I didn’t know what I was supposed to do. When I got out of the car Miss Drew said, “Wait a minute,” and straightened my clip-on tie. I instinctively drew back.
“Just be a nice boy,” Mr. Schultz said. “I know it’s hard.”
I could tell my black wing-tips were already raising a blister on my heel, and the wire hooks of my plain glass steel-rim glasses were pinching me behind the ears. I had of course forgotten to buy a book as Mr. Berman had told me and so as a last resort carried the Bible from my room in my left hand. My right hand was held by Miss Drew, which she squeezed as we crossed the street behind Mr. Schultz. “You look handsome,” she said. I resented it that even when I wore my Elevator Shoes she was the taller of us. “That’s a compliment,” she said, “it doesn’t call for a scowl.” She was very gay.
We were shown right past the tellers’ barred
cages to the back office, where the president came from behind his desk and shook Mr. Schultz’s hand heartily, though his eyes flicked over us all with cool appraisal. He was a portly man with a fleshy tubular underchin that looked like a hydraulic pump under his jaw when his mouth moved. Behind him was this open door and steel gate, and an inner room that was really a big safe with its thick door open and lots of drawers inside the room like mailboxes in a post office. “Well, well,” he said after the introductions were made, Mr. Schultz having described me as his prodigy; and Miss Drew as my governess, “please sit down, everyone, we don’t often have famous people in our little town.

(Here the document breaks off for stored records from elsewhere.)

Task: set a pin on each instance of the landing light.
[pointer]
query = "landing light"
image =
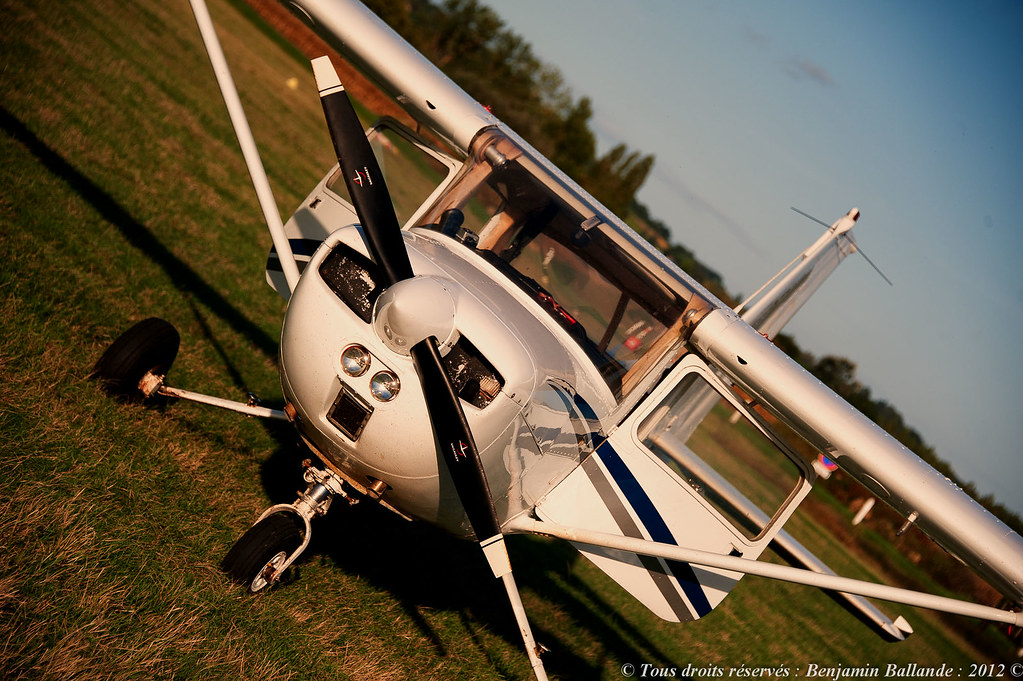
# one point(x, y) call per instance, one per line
point(385, 386)
point(355, 360)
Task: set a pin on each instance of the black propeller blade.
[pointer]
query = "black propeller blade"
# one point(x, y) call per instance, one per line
point(372, 203)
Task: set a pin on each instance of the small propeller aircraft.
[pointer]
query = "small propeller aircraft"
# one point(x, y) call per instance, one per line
point(490, 351)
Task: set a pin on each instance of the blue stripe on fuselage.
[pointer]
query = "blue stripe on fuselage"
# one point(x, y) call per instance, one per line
point(655, 525)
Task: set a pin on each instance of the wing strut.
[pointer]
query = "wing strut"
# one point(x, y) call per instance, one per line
point(247, 142)
point(768, 570)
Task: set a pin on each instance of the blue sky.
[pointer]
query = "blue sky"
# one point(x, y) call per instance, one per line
point(909, 110)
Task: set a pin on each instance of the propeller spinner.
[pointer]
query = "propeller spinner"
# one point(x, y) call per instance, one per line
point(387, 245)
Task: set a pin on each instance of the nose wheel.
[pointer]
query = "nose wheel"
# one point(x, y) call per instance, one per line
point(262, 554)
point(259, 556)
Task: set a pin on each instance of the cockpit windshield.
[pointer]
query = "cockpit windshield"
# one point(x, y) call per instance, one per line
point(565, 255)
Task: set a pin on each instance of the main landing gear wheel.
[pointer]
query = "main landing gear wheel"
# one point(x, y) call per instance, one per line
point(255, 557)
point(148, 347)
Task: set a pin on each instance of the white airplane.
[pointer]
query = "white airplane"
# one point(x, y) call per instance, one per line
point(492, 352)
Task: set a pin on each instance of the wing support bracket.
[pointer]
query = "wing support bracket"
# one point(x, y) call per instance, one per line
point(525, 525)
point(248, 143)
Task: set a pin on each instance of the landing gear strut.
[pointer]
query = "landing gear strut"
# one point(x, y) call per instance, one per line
point(280, 535)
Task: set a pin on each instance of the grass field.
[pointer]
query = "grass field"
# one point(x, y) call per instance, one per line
point(123, 196)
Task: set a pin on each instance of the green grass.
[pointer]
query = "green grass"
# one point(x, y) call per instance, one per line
point(122, 196)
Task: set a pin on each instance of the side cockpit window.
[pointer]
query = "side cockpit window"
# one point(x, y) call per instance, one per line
point(551, 243)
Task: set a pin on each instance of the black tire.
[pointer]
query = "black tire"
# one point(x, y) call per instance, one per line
point(150, 345)
point(263, 547)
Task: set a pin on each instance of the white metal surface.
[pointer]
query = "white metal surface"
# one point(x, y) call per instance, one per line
point(256, 171)
point(883, 464)
point(769, 570)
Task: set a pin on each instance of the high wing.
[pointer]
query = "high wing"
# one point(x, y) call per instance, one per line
point(727, 353)
point(656, 585)
point(779, 300)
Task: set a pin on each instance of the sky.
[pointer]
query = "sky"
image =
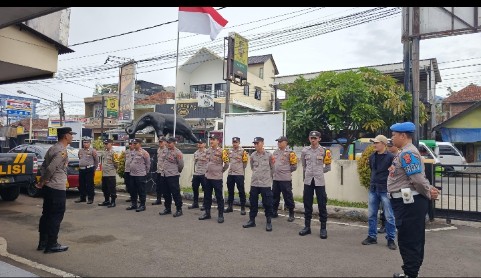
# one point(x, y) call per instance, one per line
point(372, 43)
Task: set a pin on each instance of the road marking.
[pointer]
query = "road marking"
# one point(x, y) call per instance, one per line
point(54, 271)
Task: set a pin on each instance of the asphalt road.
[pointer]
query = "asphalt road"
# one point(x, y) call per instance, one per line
point(116, 242)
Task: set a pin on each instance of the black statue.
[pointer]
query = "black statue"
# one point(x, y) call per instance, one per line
point(163, 124)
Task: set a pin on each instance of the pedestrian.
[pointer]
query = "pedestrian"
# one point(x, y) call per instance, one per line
point(173, 166)
point(262, 166)
point(217, 163)
point(53, 182)
point(316, 161)
point(109, 173)
point(410, 193)
point(160, 176)
point(285, 162)
point(235, 176)
point(379, 163)
point(139, 168)
point(88, 162)
point(200, 167)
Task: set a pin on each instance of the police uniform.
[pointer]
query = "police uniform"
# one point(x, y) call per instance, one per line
point(172, 167)
point(109, 172)
point(315, 162)
point(237, 164)
point(285, 162)
point(139, 168)
point(88, 161)
point(54, 178)
point(262, 166)
point(407, 172)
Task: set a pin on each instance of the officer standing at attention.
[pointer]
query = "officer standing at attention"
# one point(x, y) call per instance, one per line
point(53, 183)
point(88, 161)
point(159, 184)
point(173, 166)
point(200, 166)
point(410, 193)
point(139, 168)
point(262, 166)
point(217, 163)
point(316, 161)
point(237, 164)
point(285, 162)
point(109, 171)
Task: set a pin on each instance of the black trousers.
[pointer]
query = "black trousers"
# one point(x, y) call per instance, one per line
point(198, 180)
point(308, 198)
point(109, 189)
point(172, 191)
point(232, 180)
point(410, 224)
point(86, 183)
point(137, 188)
point(215, 185)
point(286, 188)
point(52, 213)
point(266, 194)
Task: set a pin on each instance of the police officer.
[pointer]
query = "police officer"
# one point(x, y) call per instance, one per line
point(53, 183)
point(160, 176)
point(173, 166)
point(316, 161)
point(285, 162)
point(217, 163)
point(410, 193)
point(200, 167)
point(237, 164)
point(109, 171)
point(262, 166)
point(88, 161)
point(139, 168)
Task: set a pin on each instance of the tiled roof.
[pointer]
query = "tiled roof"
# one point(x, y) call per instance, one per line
point(471, 93)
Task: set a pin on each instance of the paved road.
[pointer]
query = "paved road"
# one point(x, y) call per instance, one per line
point(116, 242)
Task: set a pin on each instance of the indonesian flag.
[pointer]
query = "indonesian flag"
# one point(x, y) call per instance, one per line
point(201, 20)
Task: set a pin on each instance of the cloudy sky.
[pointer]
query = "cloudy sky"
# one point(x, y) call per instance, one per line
point(338, 41)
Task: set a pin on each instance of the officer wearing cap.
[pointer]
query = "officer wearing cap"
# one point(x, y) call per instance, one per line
point(200, 167)
point(173, 166)
point(160, 181)
point(217, 163)
point(139, 168)
point(109, 171)
point(88, 161)
point(285, 162)
point(316, 161)
point(237, 164)
point(262, 166)
point(410, 192)
point(53, 182)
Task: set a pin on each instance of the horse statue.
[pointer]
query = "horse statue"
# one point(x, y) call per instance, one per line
point(163, 124)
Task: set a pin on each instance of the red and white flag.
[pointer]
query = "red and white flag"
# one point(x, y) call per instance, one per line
point(201, 20)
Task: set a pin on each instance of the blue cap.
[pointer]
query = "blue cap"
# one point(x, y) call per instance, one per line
point(407, 127)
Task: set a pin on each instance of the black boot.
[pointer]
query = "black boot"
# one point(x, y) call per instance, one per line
point(206, 215)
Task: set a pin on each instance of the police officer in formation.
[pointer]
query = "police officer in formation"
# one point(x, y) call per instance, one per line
point(88, 161)
point(53, 183)
point(410, 194)
point(237, 164)
point(200, 167)
point(173, 166)
point(109, 172)
point(285, 162)
point(139, 168)
point(262, 166)
point(316, 161)
point(217, 163)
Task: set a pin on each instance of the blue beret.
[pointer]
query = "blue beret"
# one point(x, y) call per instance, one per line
point(407, 127)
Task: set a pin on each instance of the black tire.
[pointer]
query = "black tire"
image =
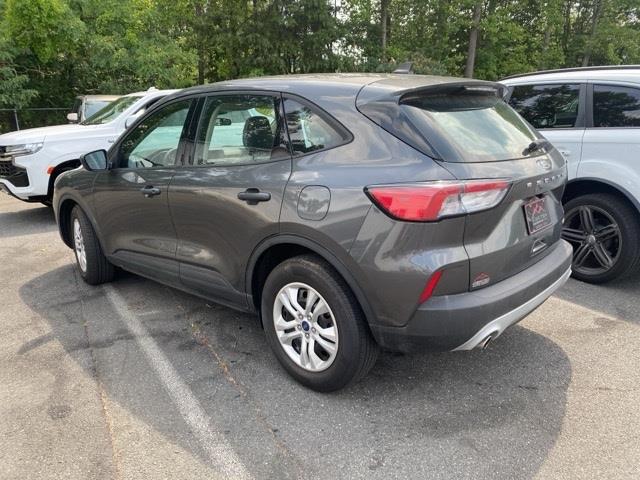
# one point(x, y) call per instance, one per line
point(356, 352)
point(98, 269)
point(623, 248)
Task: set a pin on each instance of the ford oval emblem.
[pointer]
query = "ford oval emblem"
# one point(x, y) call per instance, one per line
point(545, 164)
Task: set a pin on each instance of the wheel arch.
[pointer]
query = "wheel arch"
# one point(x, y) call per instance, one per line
point(63, 216)
point(583, 186)
point(57, 170)
point(275, 250)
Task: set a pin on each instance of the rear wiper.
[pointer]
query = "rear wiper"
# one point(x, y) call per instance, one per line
point(537, 144)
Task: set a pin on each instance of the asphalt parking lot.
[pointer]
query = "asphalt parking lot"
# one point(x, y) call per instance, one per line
point(137, 380)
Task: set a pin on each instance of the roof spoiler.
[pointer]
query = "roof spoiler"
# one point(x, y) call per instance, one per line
point(470, 87)
point(405, 68)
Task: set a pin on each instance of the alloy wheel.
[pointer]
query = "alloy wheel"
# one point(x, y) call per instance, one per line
point(595, 237)
point(305, 326)
point(78, 241)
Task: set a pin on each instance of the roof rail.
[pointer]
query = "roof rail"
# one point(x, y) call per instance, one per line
point(576, 69)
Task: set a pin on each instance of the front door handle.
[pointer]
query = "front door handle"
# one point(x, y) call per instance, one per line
point(150, 191)
point(252, 196)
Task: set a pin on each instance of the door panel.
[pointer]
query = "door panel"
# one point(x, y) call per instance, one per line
point(216, 230)
point(229, 199)
point(131, 199)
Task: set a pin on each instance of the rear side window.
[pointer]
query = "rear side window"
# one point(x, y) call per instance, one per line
point(547, 106)
point(469, 127)
point(616, 106)
point(309, 131)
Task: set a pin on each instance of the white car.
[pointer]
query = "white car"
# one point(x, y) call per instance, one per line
point(592, 116)
point(30, 160)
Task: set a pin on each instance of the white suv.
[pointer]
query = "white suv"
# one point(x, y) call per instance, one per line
point(592, 116)
point(30, 160)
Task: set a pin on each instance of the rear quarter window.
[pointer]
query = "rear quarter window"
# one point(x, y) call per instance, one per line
point(469, 127)
point(547, 106)
point(615, 106)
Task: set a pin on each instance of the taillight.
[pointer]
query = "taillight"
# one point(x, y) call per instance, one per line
point(430, 201)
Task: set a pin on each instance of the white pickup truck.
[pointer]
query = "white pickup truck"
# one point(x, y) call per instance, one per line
point(30, 160)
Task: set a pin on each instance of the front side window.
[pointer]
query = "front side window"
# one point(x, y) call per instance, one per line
point(308, 131)
point(93, 106)
point(239, 130)
point(111, 111)
point(547, 106)
point(154, 142)
point(616, 106)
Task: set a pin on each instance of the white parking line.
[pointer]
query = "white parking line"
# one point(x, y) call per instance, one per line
point(220, 454)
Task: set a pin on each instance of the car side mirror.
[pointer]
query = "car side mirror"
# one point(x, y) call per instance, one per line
point(95, 161)
point(129, 121)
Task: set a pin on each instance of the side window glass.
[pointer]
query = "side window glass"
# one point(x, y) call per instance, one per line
point(308, 131)
point(240, 130)
point(547, 106)
point(616, 106)
point(154, 142)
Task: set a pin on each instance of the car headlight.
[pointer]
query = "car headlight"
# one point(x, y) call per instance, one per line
point(23, 149)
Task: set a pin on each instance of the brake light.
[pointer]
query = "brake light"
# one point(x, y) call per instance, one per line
point(431, 201)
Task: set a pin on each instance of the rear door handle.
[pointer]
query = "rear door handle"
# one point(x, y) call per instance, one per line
point(150, 191)
point(252, 196)
point(564, 152)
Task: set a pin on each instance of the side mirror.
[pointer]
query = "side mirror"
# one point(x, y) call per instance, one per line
point(129, 121)
point(95, 161)
point(223, 122)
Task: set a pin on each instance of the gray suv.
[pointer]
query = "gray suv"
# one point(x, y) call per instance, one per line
point(352, 212)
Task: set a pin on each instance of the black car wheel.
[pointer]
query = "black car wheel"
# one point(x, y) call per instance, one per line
point(92, 264)
point(605, 234)
point(315, 326)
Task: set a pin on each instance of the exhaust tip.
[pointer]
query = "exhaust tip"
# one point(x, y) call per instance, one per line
point(485, 343)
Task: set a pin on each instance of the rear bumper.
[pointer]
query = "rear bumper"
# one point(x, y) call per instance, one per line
point(464, 321)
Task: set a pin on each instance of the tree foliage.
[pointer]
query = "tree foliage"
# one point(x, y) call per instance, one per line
point(59, 48)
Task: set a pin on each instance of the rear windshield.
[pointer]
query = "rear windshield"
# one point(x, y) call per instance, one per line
point(469, 127)
point(92, 106)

I hope you’re finding it to your liking.”
“Oh yes,” Mr. Schultz said, beginning to undo the straps on his briefcase. “This is a summer in the country for us.”
“Well, country is what we can offer. Swimming holes, trout streams, virgin forest,” at this his eyes darted for a moment to Miss Drew’s crossed legs. “Some pretty fair vistas from up the top of the hills, if you like hiking. Good fresh air, all you can breathe,” he said, laughing as if he’d said something funny, and he went on with this mindless booster small talk his eyes coming back again and again to the briefcase which Mr. Schultz now leaned forward to place on his desk, the top flap folded back, so that when it was given a quick shove and then pulled back, packs of greenbacks slid out on the big green blotter. And with that, words abruptly ceased to come from the banker’s mouth although the hydraulic pump didn’t lift it shut for another moment or two.